The idea of doing a Hellboy original graphic novel is not new, but this short book will be more along the lines of all non-"Hellboy In Hell" stories moving forward. "We did one with Richard Corben a couple of years ago, and it just got to the point after Duncan's run and a bunch of the short stories we'd done, we didn't want to do miniseries anymore because we really weren't sure how many of these sorts of things we were going to do. Sometimes you do a miniseries, and you go 'Well, where do we collect that?' And the graphic novel idea was appealing, and when we tried it with Corben it worked out okay. Duncan and I were talking way back when as I was doing that Corben book about other things Duncan would want to do, and as we were talking, we started conceiving of a line of these graphic novels. Now, whether that'll happen or not, I don't know. But the page count for this story was right around 50-some odd pages, so we just brought it into that format. Will we do more? I don't know. But certainly this one is so unique and so much like something we haven't done before, it made so much sense for it to be out there as a special one-off book."

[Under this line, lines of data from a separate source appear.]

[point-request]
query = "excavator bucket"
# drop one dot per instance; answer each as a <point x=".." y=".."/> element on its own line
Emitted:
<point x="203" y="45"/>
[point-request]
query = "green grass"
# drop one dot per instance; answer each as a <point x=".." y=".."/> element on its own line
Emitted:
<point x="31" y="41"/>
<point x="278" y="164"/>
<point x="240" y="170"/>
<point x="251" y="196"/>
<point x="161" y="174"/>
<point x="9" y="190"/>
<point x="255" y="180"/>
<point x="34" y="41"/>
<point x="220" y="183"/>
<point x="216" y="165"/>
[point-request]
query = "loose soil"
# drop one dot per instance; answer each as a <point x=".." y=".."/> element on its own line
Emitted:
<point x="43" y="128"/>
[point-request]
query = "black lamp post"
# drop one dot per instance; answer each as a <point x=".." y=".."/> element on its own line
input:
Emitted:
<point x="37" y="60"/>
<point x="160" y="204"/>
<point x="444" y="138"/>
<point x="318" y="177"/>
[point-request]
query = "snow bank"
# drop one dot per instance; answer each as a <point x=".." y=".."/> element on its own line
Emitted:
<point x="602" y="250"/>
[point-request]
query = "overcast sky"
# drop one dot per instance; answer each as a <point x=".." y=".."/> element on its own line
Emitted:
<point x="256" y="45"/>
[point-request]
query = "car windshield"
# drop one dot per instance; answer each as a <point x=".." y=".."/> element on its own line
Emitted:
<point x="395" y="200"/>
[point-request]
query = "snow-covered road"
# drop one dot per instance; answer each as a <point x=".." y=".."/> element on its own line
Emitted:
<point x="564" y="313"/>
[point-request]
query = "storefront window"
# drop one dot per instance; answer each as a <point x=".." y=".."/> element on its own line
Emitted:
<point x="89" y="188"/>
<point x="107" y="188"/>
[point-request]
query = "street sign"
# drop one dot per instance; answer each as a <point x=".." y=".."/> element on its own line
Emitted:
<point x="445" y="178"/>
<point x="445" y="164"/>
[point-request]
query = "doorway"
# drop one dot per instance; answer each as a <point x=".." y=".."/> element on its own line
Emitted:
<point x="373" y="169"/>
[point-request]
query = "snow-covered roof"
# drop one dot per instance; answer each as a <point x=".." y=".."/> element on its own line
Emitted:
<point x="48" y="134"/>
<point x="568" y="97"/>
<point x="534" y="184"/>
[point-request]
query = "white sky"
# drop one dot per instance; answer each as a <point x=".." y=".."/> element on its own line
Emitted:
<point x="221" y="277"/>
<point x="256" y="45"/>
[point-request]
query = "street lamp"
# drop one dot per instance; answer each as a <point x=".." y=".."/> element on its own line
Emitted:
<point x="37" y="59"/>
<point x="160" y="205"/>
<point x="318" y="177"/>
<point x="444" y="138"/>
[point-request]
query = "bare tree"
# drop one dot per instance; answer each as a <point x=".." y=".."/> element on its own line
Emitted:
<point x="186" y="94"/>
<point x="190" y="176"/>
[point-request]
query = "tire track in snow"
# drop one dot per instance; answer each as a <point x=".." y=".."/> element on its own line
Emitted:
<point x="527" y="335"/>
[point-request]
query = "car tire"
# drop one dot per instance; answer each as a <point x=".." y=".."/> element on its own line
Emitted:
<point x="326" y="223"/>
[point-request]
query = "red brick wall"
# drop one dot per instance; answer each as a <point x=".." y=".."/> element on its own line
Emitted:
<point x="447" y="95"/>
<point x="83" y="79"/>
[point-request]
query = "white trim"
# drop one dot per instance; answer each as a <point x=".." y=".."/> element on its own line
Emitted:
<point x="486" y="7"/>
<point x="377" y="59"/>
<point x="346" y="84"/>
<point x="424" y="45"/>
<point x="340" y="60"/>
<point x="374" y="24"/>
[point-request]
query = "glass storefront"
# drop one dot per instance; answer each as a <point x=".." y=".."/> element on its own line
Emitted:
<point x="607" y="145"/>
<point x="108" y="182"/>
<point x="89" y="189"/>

Overall, Mignola said he was happy that the long-simmering book came together as it was a chance for his collaboration with Fegredo to grow. "I think by the middle of our run, already I was trusting Duncan so much more," he said. "If you look at the beginning, I didn't trust anybody, so I was giving him a lot of direction. And now I don't. I think this one is funny because I wrote almost a full script, but my actual descriptions of panel-by-panel actions are a lot looser. I think I left Duncan more room to tell the story the way he wanted to tell it. I hope like Hell I actually worked out most of the dialogue in advance because with some of these things, you can get to the point where you're dialoguing and you pick up that script out of the drawer and go, 'Oh God -- I hope I wrote this, because I made the story up so long ago!' There's nothing worse than sitting down with 50 pages of art and going, 'I remember I knew what these guys were talking about a long time ago.'

"But it's great working with Duncan. Frankly, I never thought he'd come back. Like me before Hellboy, Duncan has never stayed on any one project for too long. I appreciate so much that he did those three books of Hellboy, but I figured afterwards he'd be chomping at the bit to go elsewhere. But it's great that he actually wanted to come back and do this book. And my standing relationships with Duncan is 'Anything you want to do.' Will we see more Duncan Hellboy? I certainly hope so. He's got a standing invitation to do whatever he wants."